Bong Joon-ho : l’art du mélange des genres
Avec Mickey 17, le réalisateur sud-coréen confirme son statut de maître dans l’art du mélange des genres. Le film navigue habilement entre :
- La comédie noire
- Le drame existentiel
- Le thriller de science-fiction
- La satire politique
Cette alchimie complexe pourrait dérouter certains spectateurs, mais elle constitue la signature unique de Bong Joon-ho. Comme dans Parasite ou Snowpiercer, le réalisateur parvient à maintenir un équilibre précaire entre ces différents tons, créant une expérience cinématographique aussi divertissante qu’intellectuellement stimulante.

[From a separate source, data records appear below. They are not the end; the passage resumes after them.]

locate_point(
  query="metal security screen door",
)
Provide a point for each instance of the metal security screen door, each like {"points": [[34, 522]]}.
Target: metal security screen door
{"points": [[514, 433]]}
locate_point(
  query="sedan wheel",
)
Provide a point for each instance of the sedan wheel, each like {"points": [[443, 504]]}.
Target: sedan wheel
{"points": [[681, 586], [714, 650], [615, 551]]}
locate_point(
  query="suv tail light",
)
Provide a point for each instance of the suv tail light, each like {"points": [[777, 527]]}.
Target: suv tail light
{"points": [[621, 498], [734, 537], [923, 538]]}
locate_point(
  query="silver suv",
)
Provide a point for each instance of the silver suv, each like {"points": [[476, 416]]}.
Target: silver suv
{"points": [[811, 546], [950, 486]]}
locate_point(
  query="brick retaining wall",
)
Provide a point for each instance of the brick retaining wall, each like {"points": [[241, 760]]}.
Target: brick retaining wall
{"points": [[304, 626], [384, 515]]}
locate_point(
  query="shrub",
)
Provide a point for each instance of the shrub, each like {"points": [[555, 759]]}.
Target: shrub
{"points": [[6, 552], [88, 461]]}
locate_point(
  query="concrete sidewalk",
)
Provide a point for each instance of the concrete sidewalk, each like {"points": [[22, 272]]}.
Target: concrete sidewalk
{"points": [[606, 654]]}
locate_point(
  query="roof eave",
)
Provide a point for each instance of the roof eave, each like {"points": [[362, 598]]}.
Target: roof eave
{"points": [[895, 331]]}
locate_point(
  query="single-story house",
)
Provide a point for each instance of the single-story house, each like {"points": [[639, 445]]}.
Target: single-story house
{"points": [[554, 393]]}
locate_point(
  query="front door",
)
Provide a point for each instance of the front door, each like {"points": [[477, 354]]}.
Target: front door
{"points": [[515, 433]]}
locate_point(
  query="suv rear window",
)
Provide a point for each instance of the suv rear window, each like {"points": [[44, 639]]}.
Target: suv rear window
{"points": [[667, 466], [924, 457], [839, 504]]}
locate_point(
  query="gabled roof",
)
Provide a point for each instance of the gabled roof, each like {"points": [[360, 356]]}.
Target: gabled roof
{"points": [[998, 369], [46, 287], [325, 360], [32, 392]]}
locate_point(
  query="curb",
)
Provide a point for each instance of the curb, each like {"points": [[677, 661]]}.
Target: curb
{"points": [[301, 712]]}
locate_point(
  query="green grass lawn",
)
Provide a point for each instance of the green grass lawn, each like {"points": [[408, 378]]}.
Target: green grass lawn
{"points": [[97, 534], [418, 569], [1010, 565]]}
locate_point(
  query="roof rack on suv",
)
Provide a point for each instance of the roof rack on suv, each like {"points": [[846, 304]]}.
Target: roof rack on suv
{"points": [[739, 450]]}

Un film qui transcende les frontières du genre
Mickey 17 s’impose comme bien plus qu’un simple film de science-fiction. Il s’agit d’une œuvre profondément humaniste, qui utilise les codes du genre pour mieux les transcender. En questionnant notre rapport à l’identité, à la mort et à l’éthique, Bong Joon-ho livre un film qui résonnera longtemps après le générique final.
Avec sa mise en scène virtuose, ses performances d’acteurs remarquables et son propos d’une pertinence aiguë, Mickey 17 s’annonce d’ores et déjà comme l’un des films majeurs de 2025. Il confirme, s’il en était encore besoin, que Bong Joon-ho est l’un des cinéastes les plus importants et novateurs de sa génération.